To derive and internally validate a clinical decision rule that will rule out major thoracic injury in adult blunt trauma patients, reducing the unnecessary use of chest computed tomographic (CT) scans.
Data were retrospectively obtained from a chart review of all trauma patients presenting to a Canadian tertiary trauma care centre from 2005 to 2008, with those from April 2006 to March 2007 being used for the validation phase. Patients were included if they had an Injury Severity Score > 12 and chest CT at admission or a documented major thoracic injury noted in the trauma database. Patients with penetrating injury, a Glasgow Coma Scale (GCS) score ≤ 8, paralysis, or age < 16 years were excluded.
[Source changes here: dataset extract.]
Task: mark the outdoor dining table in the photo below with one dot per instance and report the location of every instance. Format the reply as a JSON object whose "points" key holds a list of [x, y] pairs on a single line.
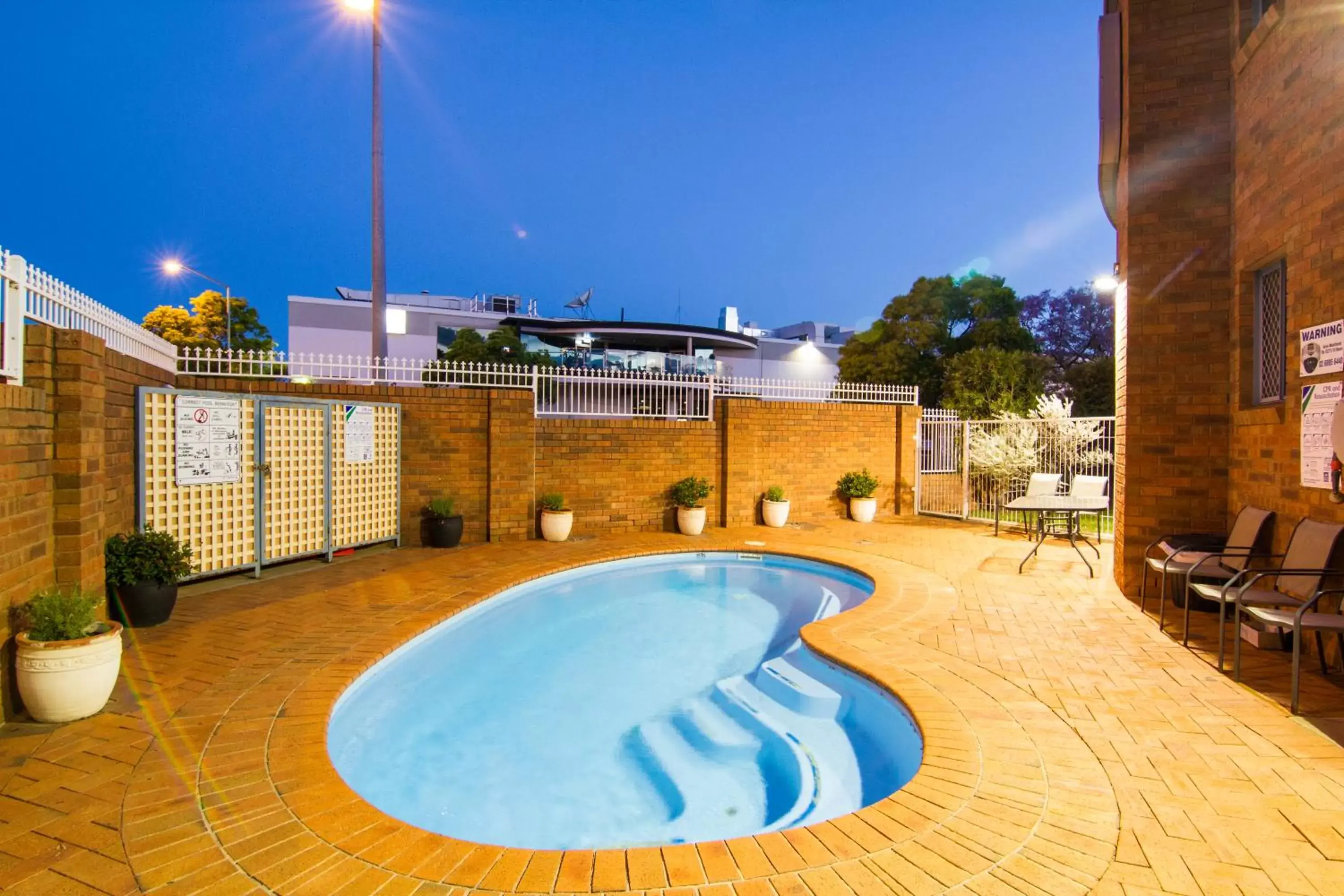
{"points": [[1053, 507]]}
There were 434 patients in the derivation group and 180 in the validation group who met the inclusion criteria. Using recursive partitioning, five clinical variables were found to be particularly predictive of injury. When these variables were normal, no patients had a major thoracic injury (sensitivity 100% [95% CI 98.4–100], specificity 46.9% [95% CI 44.2–46.9], and negative likelihood ratio 0.00 [95% CI 0.00–0.04]). The five variables were oxygen
saturation (< 95% on room air or < 98% on any supplemental oxygen), chest radiograph, respiratory rate ≥ 25, chest auscultation, and thoracic palpation (SCRAP). In the validation group, the same five variables had a sensitivity of 100% (95% CI 96.2–100%), a specificity of 44.7% (95% CI 39.5–44.7%), and negative likelihood ratio of 0.00 (95% CI 0.00–0.10). Conclusions:
In major blunt trauma with a GCS score > 8, the SCRAP variables have a 100% sensitivity for major thoracic injury in this retrospective study. These findings need to be prospectively validated prior to use in a clinical setting.